One example of this practice is EPA's out-of-court settlement agreement with the Chesapeake Bay Foundation in May 2010. EPA has referred to that settlement as a basis for its establishment of a Federal total maximum daily load (TMDL) for the entire 64,000 square-mile Chesapeake Bay watershed and EPA's usurpation of state authority to implement TMDLs in that watershed. EPA also has referred to that settlement as a basis for its plan to regulate stormwater from developed and redeveloped sites, which exceeds the EPA's statutory authority.
Another example is EPA's out-of-court settlement agreement with the Natural Resources Defense Council, also in May 2010, under which it agreed to impose regulatory reporting requirements on entities that are not regulated by the Clean Water Act.
As an Executive Branch agency, EPA must carry out the laws passed by Congress. EPA cannot exceed the authority granted to it by Congress. Indeed, the Executive Branch has a clear duty to vigorously defend, to the highest level, lawsuits that seek to compel action by any agency that is not authorized by law. Further, we are sure we do not need to remind you the expenditure of Federal funds to carry out unauthorized actions may be a violation of the Anti-Deficiency Act, which imposes personal liability on Federal officers.
We are not asking for any details of your settlement discussions. However, to allow us, other members of Congress, and the public to fully understand the breadth of the Federal regulatory authority that EPA believes it can assert, please provide responses to the following questions within two weeks of the date of this letter:
1. Does EPA consider a ground water aquifer to be a water of the United States under the Clean Water Act? Please explain.
2. Does EPA consider a ground water aquifer to be a point source? Please explain.
3. Does EPA believe it has the authority under the Clean Water Act to regulate leaching of pollution into ground water? Please explain.
4. Does EPA believe it has the authority under the Clean Water Act to regulate the direct discharge of pollutants into ground water? Please explain.
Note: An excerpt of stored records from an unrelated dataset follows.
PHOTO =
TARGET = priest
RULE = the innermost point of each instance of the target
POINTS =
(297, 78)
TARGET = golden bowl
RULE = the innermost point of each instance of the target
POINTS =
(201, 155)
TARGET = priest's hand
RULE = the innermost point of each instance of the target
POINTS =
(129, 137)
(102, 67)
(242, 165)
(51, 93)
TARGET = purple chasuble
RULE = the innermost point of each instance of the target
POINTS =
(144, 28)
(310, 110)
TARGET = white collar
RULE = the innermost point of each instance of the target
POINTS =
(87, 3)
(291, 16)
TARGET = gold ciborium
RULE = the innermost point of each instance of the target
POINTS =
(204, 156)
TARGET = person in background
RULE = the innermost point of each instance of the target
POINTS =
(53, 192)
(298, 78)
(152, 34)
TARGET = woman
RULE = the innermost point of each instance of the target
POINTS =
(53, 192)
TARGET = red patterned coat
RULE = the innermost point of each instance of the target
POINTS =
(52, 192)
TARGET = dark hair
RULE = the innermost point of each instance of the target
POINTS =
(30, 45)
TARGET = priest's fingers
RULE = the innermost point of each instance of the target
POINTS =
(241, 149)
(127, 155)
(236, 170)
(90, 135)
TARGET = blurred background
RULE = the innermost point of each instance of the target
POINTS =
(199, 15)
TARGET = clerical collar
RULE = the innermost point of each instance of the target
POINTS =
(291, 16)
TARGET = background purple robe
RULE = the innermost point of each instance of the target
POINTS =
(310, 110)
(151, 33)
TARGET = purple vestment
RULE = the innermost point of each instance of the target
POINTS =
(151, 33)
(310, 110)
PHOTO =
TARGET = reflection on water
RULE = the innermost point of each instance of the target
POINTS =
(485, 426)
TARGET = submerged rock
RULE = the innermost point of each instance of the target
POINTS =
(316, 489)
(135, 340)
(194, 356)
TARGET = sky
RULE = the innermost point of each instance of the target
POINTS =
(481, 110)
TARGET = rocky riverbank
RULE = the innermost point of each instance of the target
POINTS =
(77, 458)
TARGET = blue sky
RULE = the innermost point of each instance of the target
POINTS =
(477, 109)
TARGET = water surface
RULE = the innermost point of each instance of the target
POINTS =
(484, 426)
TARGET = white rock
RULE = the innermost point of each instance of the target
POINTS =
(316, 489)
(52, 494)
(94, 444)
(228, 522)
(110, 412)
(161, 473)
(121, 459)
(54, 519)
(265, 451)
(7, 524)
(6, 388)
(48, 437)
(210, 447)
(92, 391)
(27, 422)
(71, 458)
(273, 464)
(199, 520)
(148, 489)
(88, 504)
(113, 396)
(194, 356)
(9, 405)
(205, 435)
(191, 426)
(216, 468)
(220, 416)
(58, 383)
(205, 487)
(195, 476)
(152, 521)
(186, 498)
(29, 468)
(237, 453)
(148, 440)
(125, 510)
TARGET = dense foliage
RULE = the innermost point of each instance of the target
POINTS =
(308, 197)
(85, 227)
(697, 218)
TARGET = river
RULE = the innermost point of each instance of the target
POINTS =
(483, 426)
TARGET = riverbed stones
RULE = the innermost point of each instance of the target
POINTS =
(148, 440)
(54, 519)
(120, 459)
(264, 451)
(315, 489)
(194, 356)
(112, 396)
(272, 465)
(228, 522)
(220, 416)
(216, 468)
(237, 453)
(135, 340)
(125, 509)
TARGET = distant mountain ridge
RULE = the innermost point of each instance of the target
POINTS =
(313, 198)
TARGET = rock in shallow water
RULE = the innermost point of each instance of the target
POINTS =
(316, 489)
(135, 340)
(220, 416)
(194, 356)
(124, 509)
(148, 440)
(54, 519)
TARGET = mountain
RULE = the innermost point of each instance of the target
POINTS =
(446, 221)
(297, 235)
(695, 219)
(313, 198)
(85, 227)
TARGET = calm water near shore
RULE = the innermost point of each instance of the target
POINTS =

5. According to a recent press article, an EPA spokeswoman has said section 208 of the Clean Water Act does not authorize EPA to exercise any Federal regulatory authority over nonpoint sources. Please confirm for us that the Clean Water Act does not provide EPA with any authority to craft section 208 areawide plans or to exercise any Federal regulatory authority over nonpoint sources under section 208 or any other section of the Clean Water Act, and that section 208 is consistent with the rest of the Clean Water Act that leaves the management of nonpoint sources to the states.
6. Does EPA believe it has the authority under the U.S. Constitution and under the Clean Water Act to commandeer a state legislature and require a state to enact an enforceable regulatory program for nonpoint sources? Please explain.
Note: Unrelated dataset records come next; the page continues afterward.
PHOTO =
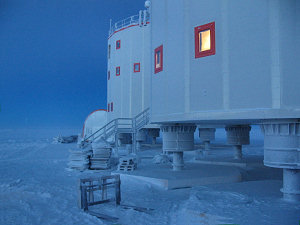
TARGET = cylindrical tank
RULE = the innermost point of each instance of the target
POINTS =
(227, 62)
(128, 85)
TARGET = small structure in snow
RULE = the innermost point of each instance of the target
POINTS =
(127, 163)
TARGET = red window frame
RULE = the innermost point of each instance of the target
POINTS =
(212, 50)
(118, 44)
(139, 68)
(160, 68)
(118, 73)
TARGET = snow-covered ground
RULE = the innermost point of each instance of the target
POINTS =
(37, 188)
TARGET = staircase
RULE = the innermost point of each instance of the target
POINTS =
(120, 125)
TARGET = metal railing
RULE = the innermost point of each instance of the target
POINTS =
(120, 125)
(132, 20)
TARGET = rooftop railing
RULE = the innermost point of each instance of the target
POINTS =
(141, 18)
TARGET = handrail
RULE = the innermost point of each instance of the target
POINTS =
(132, 20)
(135, 124)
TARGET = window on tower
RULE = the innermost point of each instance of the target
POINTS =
(205, 40)
(158, 59)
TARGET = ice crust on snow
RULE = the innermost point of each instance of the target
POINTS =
(36, 188)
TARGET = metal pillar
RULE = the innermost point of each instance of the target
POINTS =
(282, 150)
(237, 136)
(206, 136)
(178, 138)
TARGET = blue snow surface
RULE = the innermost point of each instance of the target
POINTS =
(36, 187)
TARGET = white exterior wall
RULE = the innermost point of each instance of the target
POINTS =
(129, 92)
(254, 74)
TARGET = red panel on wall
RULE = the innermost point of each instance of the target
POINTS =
(158, 59)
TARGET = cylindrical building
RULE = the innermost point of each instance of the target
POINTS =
(128, 75)
(232, 63)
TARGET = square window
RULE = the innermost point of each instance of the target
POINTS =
(158, 59)
(205, 40)
(118, 44)
(118, 71)
(137, 67)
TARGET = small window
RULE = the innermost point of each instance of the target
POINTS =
(205, 40)
(158, 59)
(108, 54)
(118, 71)
(118, 44)
(136, 67)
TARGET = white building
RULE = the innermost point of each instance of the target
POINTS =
(227, 63)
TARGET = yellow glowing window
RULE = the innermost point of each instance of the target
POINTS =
(204, 39)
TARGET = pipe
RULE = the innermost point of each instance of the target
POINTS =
(140, 17)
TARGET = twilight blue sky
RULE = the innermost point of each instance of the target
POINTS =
(53, 57)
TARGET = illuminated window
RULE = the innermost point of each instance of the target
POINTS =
(137, 67)
(118, 71)
(118, 44)
(205, 40)
(109, 48)
(158, 59)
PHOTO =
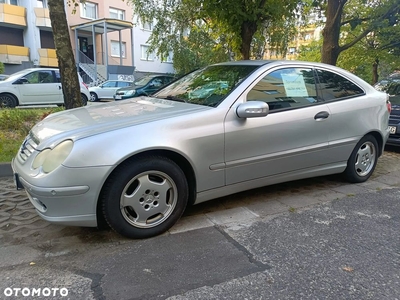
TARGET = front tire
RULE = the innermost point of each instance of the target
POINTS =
(145, 197)
(8, 101)
(363, 160)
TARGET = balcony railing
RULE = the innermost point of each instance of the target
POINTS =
(13, 54)
(13, 15)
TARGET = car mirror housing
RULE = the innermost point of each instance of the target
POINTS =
(252, 109)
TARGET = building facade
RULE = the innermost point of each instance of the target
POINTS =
(105, 41)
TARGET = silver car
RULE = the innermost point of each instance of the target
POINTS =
(138, 163)
(107, 89)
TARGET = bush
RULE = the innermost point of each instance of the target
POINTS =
(14, 127)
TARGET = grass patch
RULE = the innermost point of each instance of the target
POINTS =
(14, 127)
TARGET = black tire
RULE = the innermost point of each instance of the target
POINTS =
(363, 160)
(93, 97)
(84, 99)
(8, 101)
(144, 197)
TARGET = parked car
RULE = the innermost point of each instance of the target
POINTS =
(393, 89)
(138, 163)
(107, 89)
(36, 86)
(3, 76)
(143, 87)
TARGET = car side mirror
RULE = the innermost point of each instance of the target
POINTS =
(252, 109)
(22, 80)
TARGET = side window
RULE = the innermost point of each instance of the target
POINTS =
(46, 77)
(334, 86)
(157, 82)
(109, 84)
(58, 77)
(32, 77)
(123, 84)
(286, 88)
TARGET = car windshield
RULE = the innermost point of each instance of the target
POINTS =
(208, 86)
(16, 75)
(143, 81)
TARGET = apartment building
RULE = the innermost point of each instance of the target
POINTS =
(105, 41)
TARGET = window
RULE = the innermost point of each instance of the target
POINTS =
(41, 3)
(334, 86)
(88, 10)
(286, 88)
(156, 82)
(40, 77)
(12, 2)
(109, 84)
(147, 26)
(144, 53)
(115, 49)
(168, 58)
(123, 84)
(117, 13)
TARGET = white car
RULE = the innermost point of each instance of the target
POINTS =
(36, 86)
(107, 89)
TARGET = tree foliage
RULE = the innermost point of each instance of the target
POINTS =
(205, 31)
(65, 56)
(354, 20)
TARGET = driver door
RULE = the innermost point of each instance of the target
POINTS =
(292, 137)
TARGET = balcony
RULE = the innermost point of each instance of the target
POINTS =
(13, 54)
(12, 16)
(42, 18)
(48, 58)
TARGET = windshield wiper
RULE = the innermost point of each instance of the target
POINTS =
(173, 98)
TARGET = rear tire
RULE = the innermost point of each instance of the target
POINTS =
(8, 101)
(84, 99)
(145, 197)
(363, 160)
(93, 97)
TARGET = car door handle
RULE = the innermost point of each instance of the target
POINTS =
(321, 115)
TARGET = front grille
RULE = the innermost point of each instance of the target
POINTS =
(27, 148)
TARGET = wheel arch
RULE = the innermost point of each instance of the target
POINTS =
(179, 159)
(12, 94)
(379, 140)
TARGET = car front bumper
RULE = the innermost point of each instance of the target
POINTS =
(73, 205)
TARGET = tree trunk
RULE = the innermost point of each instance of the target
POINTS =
(331, 32)
(65, 56)
(375, 75)
(248, 29)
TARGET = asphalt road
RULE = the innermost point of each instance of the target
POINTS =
(312, 239)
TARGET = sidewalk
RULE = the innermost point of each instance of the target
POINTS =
(5, 170)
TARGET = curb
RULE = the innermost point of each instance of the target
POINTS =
(5, 170)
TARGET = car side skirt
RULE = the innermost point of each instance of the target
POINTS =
(260, 182)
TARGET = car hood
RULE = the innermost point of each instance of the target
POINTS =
(96, 118)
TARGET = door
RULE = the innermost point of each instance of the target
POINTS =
(40, 88)
(293, 136)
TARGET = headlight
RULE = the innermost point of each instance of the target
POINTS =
(49, 159)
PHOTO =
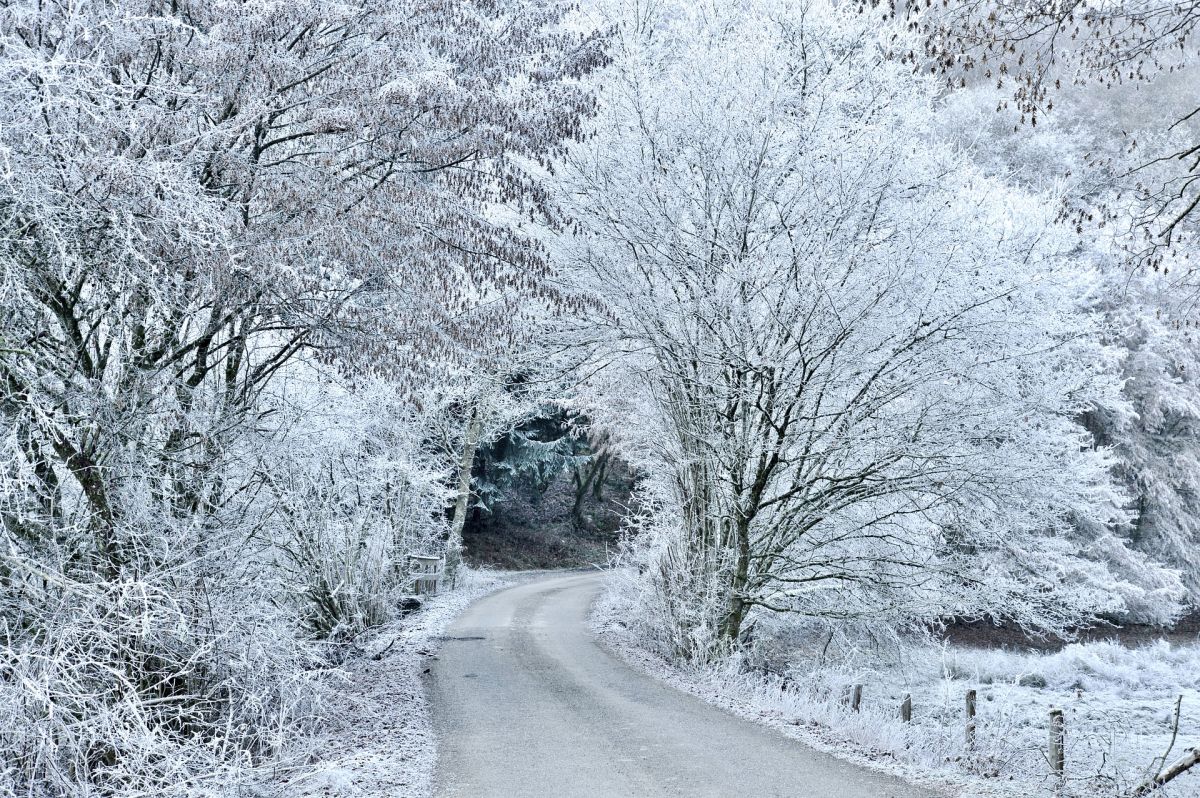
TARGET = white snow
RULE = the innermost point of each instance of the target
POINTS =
(378, 741)
(1119, 706)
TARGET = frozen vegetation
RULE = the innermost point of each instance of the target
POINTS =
(1119, 706)
(852, 322)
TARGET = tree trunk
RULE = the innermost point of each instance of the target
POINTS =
(454, 543)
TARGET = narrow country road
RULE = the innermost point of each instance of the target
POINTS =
(527, 703)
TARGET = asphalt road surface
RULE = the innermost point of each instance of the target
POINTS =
(528, 705)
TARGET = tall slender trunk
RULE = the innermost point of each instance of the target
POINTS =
(466, 462)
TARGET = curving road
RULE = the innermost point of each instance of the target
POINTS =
(528, 705)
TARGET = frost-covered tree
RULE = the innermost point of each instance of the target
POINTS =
(1037, 54)
(857, 363)
(193, 195)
7. Does EPA believe it has the authority to withhold Federal funding from a state that is in compliance with an areawide waste treatment management plan that has been approved under section 208? Please explain.
8. Does EPA believe that a requirement in section 603(f) of the Clean Water Act that a state fund projects that are consistent with a state's plan developed under section 208 of the Act constitutes authority to require a state to enact an enforceable regulatory program for nonpoint sources? Please explain.
9. Does EPA believe that a requirement under 603(f) of the Clean Water Act that a state fund projects that are consistent with a state's plan developed under section 208 of the statute constitutes authority to withhold Federal funding from a state whose areawide waste treatment management plan does not include an enforceable regulatory program for nonpoint sources? Please explain.
Thank you for your prompt attention to this matter.